Bridging the Gap Between Multimodal Foundation Models and World Models
Xuehai He
TL;DR
This work investigates how to bridge multimodal foundation models (MFMs) with world models by pursuing discriminative and generative capabilities. It introduces a two-part program: Part I enhances MFMs with structured reasoning (causality, counterfactuals, spatiotemporal reasoning) for perception tasks, and Part II develops generative, controllable, and interactive 4D content across images, videos, and 4D scenes. Key contributions include efficient adaptation techniques (subspace training and Kronecker adaptation), counterfactual prompting for robust multimodal representations, compositional reasoning via causality, graph-informed multimodal generation, diffusion-based discriminative methods, graph-augmented transformers for structured reasoning, and a suite of benchmarks (MMWorld, VLM4D, Morpho4D) to evaluate perception, reasoning, and generation.
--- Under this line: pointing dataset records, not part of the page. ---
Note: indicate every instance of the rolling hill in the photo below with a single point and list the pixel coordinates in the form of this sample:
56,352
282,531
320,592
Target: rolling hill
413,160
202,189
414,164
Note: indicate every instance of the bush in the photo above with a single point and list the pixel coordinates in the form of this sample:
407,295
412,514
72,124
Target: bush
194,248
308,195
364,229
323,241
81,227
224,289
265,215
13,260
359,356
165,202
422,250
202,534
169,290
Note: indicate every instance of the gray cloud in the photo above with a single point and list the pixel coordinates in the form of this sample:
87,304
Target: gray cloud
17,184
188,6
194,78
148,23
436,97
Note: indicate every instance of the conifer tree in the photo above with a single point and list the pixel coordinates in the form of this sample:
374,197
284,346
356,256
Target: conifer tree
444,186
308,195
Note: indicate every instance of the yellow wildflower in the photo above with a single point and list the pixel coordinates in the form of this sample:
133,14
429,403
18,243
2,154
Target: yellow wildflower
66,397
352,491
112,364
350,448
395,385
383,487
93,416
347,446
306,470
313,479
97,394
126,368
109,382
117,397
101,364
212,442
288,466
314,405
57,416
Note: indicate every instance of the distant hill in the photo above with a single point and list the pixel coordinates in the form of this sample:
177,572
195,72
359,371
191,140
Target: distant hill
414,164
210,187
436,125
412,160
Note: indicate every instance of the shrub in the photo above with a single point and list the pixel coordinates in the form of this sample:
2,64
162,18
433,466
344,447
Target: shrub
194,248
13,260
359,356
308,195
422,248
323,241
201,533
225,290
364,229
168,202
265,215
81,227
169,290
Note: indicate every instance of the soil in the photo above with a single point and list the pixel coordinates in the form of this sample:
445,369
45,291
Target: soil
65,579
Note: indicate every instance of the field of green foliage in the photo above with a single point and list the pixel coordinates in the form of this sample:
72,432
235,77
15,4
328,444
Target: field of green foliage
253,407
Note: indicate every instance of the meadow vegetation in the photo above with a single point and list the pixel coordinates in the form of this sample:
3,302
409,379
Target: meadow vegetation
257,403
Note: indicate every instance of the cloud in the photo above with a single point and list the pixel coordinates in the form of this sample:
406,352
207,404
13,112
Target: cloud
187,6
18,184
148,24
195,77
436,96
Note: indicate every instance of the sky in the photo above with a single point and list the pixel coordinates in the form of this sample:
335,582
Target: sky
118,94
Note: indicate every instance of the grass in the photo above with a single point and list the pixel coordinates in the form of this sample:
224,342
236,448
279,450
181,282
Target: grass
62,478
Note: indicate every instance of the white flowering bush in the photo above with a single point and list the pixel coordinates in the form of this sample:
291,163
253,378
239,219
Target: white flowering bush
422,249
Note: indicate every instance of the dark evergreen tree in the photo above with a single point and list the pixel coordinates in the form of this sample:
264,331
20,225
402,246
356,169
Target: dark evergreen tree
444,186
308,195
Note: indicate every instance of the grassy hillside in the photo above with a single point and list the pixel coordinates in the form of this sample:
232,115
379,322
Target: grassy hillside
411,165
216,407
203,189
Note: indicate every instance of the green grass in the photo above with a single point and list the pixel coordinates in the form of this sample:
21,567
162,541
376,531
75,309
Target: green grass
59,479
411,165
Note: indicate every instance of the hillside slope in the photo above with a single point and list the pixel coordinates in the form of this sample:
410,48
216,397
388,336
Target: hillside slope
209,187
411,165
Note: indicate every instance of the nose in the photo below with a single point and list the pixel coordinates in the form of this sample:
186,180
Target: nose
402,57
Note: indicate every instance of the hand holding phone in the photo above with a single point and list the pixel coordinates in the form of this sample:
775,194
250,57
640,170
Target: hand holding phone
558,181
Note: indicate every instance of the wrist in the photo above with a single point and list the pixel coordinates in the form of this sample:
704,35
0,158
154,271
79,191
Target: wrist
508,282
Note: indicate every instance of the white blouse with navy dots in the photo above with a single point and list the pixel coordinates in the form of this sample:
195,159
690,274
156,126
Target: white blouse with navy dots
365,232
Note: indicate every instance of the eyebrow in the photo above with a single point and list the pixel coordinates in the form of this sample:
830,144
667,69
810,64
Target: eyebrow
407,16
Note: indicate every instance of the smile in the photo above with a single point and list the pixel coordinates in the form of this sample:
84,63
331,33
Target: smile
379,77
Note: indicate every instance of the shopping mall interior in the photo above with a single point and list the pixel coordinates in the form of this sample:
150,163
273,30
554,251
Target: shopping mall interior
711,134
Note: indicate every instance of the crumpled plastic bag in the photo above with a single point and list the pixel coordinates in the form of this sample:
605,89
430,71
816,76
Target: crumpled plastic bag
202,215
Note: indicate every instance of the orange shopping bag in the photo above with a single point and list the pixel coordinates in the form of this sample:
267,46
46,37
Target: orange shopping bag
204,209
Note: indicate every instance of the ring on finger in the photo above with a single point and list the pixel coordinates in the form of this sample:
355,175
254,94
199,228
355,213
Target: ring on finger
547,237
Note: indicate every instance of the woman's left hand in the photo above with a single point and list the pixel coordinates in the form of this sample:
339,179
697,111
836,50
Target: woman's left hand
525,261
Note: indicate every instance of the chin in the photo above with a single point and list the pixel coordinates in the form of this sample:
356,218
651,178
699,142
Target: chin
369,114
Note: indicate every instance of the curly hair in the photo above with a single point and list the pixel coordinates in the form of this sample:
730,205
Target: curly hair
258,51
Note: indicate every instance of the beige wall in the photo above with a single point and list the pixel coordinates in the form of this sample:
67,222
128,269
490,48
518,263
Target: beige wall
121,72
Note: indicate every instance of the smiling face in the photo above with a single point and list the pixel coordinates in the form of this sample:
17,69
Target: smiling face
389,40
The work demonstrates state-of-the-art or strong results across several tasks, including few-shot adaptation, compositional matching, spatiotemporal awareness, and interactive 4D scene construction, highlighting practical pathways toward scalable, controllable, and cognitively capable multimodal world models.
Abstract
Humans understand the world through the integration of multiple sensory modalities, enabling them to perceive, reason about, and imagine dynamic physical processes. Inspired by this capability, multimodal foundation models (MFMs) have emerged as powerful tools for multimodal understanding and generation. However, today's MFMs fall short of serving as effective world models. They lack the essential ability such as perform counterfactual reasoning, simulate dynamics, understand the spatiotemporal information, control generated visual outcomes, and perform multifaceted reasoning. We investigates what it takes to bridge the gap between multimodal foundation models and world models. We begin by improving the reasoning capabilities of MFMs through discriminative tasks and equipping MFMs with structured reasoning skills, such as causal inference, counterfactual thinking, and spatiotemporal reasoning, enabling them to go beyond surface correlations and understand deeper relationships within visual and textual data. Next, we explore generative capabilities of multimodal foundation models across both image and video modalities, introducing new frameworks for structured and controllable generation. Our approaches incorporate scene graphs, multimodal conditioning, and multimodal alignment strategies to guide the generation process, ensuring consistency with high-level semantics and fine-grained user intent. We further extend these techniques to controllable 4D generation, enabling interactive, editable, and morphable object synthesis over time and space.